Once conda is installed, upgrade the conda base installation.

conda update -n base --channel=defaults conda
conda update -n base --channel=defaults --all

bash configuration

Up to v4.3, the location of the bin directory should be into $PATH in ~/.bash_profile:

export PATH="$CONDA_DIR/bin:$PATH"

As of the v4.4 update, the loading configuration has changed. Now a profile script must be sourced in ~/.bash_profile:

. "$CONDA_DIR/etc/profile.d/"

Set up channels

Ensure that bioconda channels are added in the following order:

conda config --add channels defaults
conda config --add channels conda-forge
conda config --add channels bioconda

A ~/.condarc file should be created that contains the following:

  - bioconda
  - conda-forge
  - defaults

Manging environments

A list of installed conda environments can be obtained with:

conda env list

A conda environment can be deactivated with:

conda deactivate

Here’s how to remove an environment:

conda env remove --name=R-3.4.1-YYYYMMDD

Create R 3.4.1 environment

Note that pandoc version 2 currently creates issues rendering R Markdown templates properly.
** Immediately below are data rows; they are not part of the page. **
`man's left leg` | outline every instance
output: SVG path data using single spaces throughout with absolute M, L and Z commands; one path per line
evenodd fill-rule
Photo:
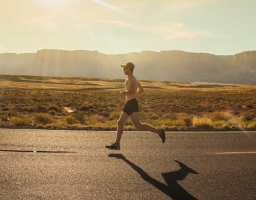
M 142 124 L 140 121 L 140 112 L 134 112 L 130 116 L 131 121 L 133 122 L 135 128 L 138 129 L 143 129 L 148 131 L 157 133 L 161 138 L 162 142 L 165 142 L 165 131 L 163 129 L 156 129 L 147 124 Z
M 153 132 L 158 134 L 161 132 L 161 130 L 160 129 L 156 129 L 155 127 L 147 124 L 141 123 L 140 121 L 140 112 L 134 112 L 130 116 L 130 117 L 131 118 L 131 121 L 137 129 L 143 129 Z

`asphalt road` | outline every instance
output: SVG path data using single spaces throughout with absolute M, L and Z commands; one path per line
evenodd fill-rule
M 256 132 L 0 129 L 0 199 L 255 199 Z

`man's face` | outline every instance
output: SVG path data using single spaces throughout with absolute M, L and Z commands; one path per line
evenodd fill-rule
M 123 72 L 125 72 L 125 75 L 127 75 L 131 72 L 131 69 L 129 68 L 124 67 Z

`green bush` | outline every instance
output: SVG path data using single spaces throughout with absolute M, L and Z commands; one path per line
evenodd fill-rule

conda create --name=R-3.4.1-20180614 \
    blas \
    gcc \
    hdf5=1.10.1 \
    java-jdk \
    libgfortran \
    libiconv \
    mysql \
    openblas \
    pandoc=1 \
    r-base=3.4.1 \
    umap-learn \
mkdir -p ~/R/library/3.4-bioc-release-YYYYMMDD/library

Create ~/.Renviron and ~/.Rprofile files, using the recommended defaults from seqcloud.

Now let’s activate the conda environment and run R.

conda activate R-3.4.1-20180614


XML package

The XML package is known to have compilation issues on CentOS. If you run into this issue, here’s how to build it from source on the Harvard O2 cluster:

R CMD INSTALL --configure-args='XML_CONFIG=/n/app/libxml2/2.9.4/bin/xml2-config' ${pkg_file}